Autre commentaire reçu. « On me reproche parfois que mes albums donnent une vision stéréotypée de la famille – hétéronormée, blanche… C’est vrai, toutes les familles ne sont pas comme la mienne, et heureusement. Mais, si je veux respecter une espèce d’authenticité d’auteur, je parle de ce que je vis, je reste au plus près de ma réalité. C’est important, pour moi, que mes enfants puissent se reconnaître dans mes albums ».
Aurore Petit prolonge la réflexion : « Dans mes livres, je veille à ce que les petites filles et les petits garçons ne soient pas stigmatisés. Sans être démonstrative. Dans Une maman c’est comme une maison, par exemple, une image montre un petit garçon jouant avec une voiture sur sa maman. C’est quelque chose qui s’est passé dans notre vie familiale et que j’avais envie de mettre dans l’album. Cela ne signifie pas que seuls les petits garçons jouent aux voitures. Je ne veux pas m’obliger à mettre une petite fille jouant avec une voiture parce que les petites filles aussi jouent aux voitures. Et je ne veux pas m’interdire de montrer un petit garçon jouant avec une voiture parce que cela correspond à un cliché ».
Aurore Petit travaille-t-elle déjà sur un nouveau titre ? Sur ses comptes Facebook et Instagram, nous découvrons des croquis de ses enfants, leurs bons mots. Sans trop en dévoiler, elle annonce : « Là, j’ai la matière pour le prochain album, il parlera de la petite sœur qui affirme savoir tout faire toute seule ».

EN SAVOIR +

Bio express

Née en 1981, Aurore Petit est diplômée de l’École des Arts décoratifs de Strasbourg en 2006. Elle a eu comme profs Claude Lapointe et Guillaume Dégé – les connaisseurs et connaisseuses apprécieront. « Ils étaient complètement différents. Claude Lapointe, illustrateur de l’ancienne école, insistait sur la narration, la création d’images très lisibles. Guillaume Dégé, artiste d’art contemporain, avait une approche plus expérimentale. Entre ces deux regards, j’avais trouvé ma place ». Dès ses débuts professionnels, Aurore Petit répond à des commandes d’illustrations (pour la presse) et crée ses albums (publiés chez divers éditeurs). Si elle s’épanouit actuellement en littérature jeunesse, rien ne dit qu’elle n’évoluera pas un jour « vers des livres plus pour adultes ».

À LIRE

Une super-héroïne actuelle

Coup de projo sur Dolorès Wilson. Cinq aventures d’une super-héroïne (Les fourmis rouges, 2022), signé par Mathis pour les textes – à la construction quasi cinématographique – et Aurore Petit pour les images en bleu, jaune et rouge – proches des vieux comics américains.
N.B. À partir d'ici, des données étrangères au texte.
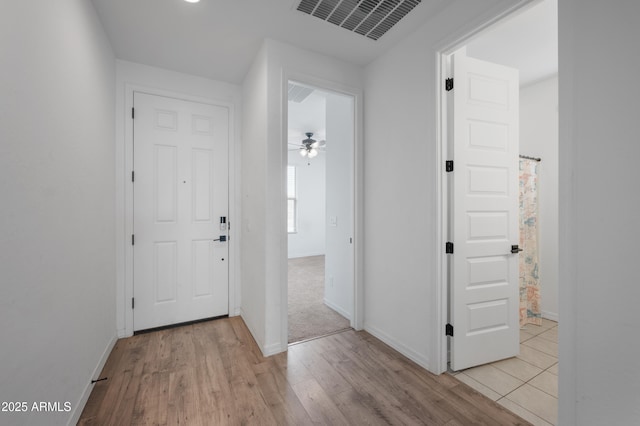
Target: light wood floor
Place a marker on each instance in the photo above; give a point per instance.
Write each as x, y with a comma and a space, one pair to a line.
214, 374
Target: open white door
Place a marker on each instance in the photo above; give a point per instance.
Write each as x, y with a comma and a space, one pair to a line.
180, 199
484, 213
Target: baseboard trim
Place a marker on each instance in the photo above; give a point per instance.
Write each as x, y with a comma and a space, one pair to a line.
421, 360
553, 316
338, 309
79, 406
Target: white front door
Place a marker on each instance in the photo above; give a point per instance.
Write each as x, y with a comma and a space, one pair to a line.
180, 195
484, 213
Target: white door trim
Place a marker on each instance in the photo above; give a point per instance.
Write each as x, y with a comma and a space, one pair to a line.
440, 301
357, 321
124, 301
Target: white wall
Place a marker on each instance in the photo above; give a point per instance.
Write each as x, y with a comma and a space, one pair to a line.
539, 138
599, 200
132, 76
254, 184
401, 185
309, 240
57, 256
339, 280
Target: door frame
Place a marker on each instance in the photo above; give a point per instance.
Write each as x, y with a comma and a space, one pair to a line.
357, 320
440, 301
234, 217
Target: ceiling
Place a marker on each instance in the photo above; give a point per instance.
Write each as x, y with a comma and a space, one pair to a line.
219, 39
527, 41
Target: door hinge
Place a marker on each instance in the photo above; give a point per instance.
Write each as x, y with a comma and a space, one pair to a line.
448, 330
448, 84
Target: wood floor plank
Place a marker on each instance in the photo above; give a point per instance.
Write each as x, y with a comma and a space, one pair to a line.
213, 373
319, 406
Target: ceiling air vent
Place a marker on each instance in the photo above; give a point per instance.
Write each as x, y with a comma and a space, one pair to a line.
298, 93
370, 18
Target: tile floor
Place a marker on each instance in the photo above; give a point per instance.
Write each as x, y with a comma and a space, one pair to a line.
527, 384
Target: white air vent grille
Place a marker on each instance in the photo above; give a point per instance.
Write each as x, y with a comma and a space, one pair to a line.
298, 93
370, 18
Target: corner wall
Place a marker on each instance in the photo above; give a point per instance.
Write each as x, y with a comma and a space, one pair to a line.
402, 185
599, 199
339, 278
57, 186
264, 178
254, 183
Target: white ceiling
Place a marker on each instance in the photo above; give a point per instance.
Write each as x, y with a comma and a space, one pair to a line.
218, 39
527, 41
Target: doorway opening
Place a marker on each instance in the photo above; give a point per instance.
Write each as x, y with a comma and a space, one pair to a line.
320, 211
527, 40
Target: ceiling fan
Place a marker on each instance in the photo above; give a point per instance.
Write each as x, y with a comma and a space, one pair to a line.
309, 147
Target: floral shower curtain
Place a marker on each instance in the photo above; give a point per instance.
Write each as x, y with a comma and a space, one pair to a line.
529, 278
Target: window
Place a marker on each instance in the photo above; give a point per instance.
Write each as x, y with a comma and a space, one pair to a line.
292, 207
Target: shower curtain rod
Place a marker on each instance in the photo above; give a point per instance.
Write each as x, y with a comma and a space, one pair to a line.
531, 158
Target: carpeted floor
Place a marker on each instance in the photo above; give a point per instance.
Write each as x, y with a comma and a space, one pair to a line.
308, 315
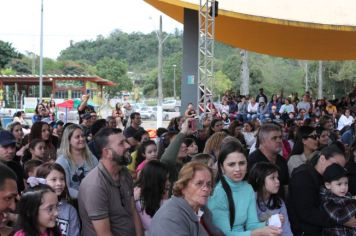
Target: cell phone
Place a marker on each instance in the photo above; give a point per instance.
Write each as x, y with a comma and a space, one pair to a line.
193, 124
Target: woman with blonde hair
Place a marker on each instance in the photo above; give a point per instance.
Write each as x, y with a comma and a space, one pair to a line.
186, 212
75, 157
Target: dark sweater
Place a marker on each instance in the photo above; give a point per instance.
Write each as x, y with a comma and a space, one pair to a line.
304, 203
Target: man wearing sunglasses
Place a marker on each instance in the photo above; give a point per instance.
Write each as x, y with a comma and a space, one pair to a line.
105, 199
270, 145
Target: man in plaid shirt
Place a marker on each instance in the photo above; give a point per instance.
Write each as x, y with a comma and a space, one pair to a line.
337, 202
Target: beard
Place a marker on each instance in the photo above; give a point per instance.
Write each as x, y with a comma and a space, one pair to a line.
121, 160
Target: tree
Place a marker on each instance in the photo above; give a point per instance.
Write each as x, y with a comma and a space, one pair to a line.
7, 53
115, 71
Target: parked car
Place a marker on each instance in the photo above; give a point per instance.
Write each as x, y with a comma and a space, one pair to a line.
171, 105
136, 107
168, 115
148, 112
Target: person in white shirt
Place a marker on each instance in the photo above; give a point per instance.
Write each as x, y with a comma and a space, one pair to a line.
345, 119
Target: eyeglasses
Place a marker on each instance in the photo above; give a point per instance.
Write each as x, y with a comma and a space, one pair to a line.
51, 209
79, 175
313, 136
201, 185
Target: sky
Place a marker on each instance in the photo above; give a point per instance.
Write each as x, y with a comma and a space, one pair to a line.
77, 20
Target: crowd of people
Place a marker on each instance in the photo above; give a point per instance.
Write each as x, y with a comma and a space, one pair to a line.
247, 166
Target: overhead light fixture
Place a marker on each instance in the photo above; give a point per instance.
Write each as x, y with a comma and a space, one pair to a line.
214, 6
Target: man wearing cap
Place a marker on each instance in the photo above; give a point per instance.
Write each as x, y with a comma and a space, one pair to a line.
135, 126
8, 193
336, 200
84, 107
86, 123
304, 201
7, 154
261, 95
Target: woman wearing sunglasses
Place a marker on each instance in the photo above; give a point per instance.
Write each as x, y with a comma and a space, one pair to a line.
305, 144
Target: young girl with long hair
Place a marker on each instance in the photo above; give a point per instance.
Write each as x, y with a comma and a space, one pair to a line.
75, 157
67, 219
264, 179
38, 211
151, 190
238, 214
41, 130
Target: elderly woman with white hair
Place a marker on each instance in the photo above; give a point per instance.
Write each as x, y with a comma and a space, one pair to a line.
185, 213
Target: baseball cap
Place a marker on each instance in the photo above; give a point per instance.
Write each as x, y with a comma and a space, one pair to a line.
334, 172
86, 116
7, 138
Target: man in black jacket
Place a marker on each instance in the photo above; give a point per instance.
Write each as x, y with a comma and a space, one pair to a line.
304, 203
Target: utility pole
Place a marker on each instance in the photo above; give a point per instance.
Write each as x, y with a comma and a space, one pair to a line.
41, 55
159, 77
320, 80
174, 82
245, 73
306, 76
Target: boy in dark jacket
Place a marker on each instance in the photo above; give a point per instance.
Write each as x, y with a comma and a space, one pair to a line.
337, 202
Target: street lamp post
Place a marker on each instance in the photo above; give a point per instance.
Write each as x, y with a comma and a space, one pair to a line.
41, 56
174, 81
160, 93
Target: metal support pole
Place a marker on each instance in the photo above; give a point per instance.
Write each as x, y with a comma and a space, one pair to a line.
174, 82
306, 77
320, 80
41, 55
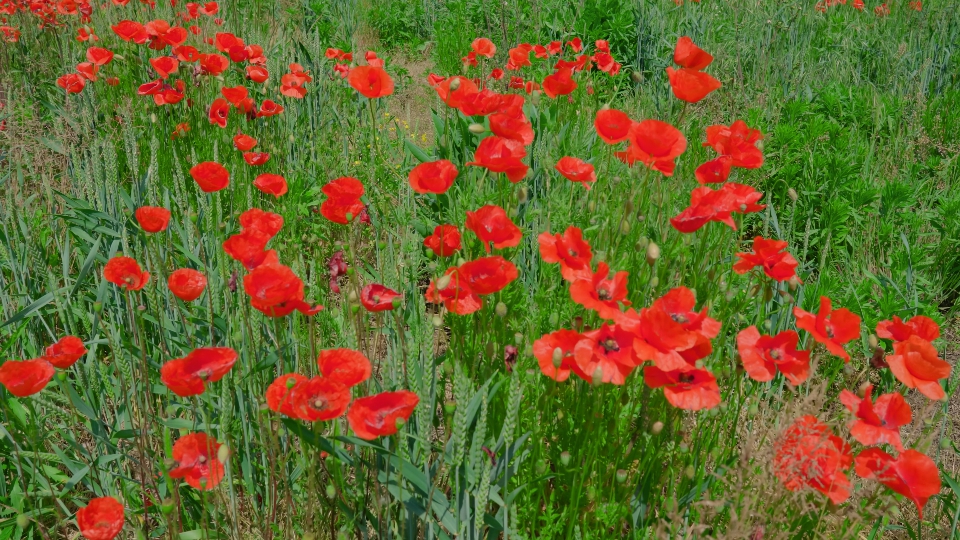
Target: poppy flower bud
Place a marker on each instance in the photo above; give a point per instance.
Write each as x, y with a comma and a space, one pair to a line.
653, 253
Le livre figure dans la présélection du prix Bernard Versele 2024, dans la catégorie « 4 chouettes » (dès 9 ans).
Dolorès Wilson est « un personnage que j’aurais voulu avoir auprès de moi quand j’étais petite… et que j’aurais aimé être », confie Aurore Petit. « Une fille, ni femme, ni mère, sans situation familiale identifiée, très indépendante, qui n’est pas dans l’ombre d’un homme, qui vit seule avec son chien Doug : créer cette super-héroïne, c’était pour moi un engagement féministe ».
Dolorès Wilson fait chaque jour un nouveau métier et accomplit des missions périlleuses. Au vu des détails abondants (décors, objets…), quelque chose semble la rattacher au passé, mais on ne sait pas trop de quelle époque elle est. Avec elle, on ignore si on est dans le réel ou l’irréel. À la fantaisie du personnage correspond la loufoquerie de ses aventures, « complètement décalées ».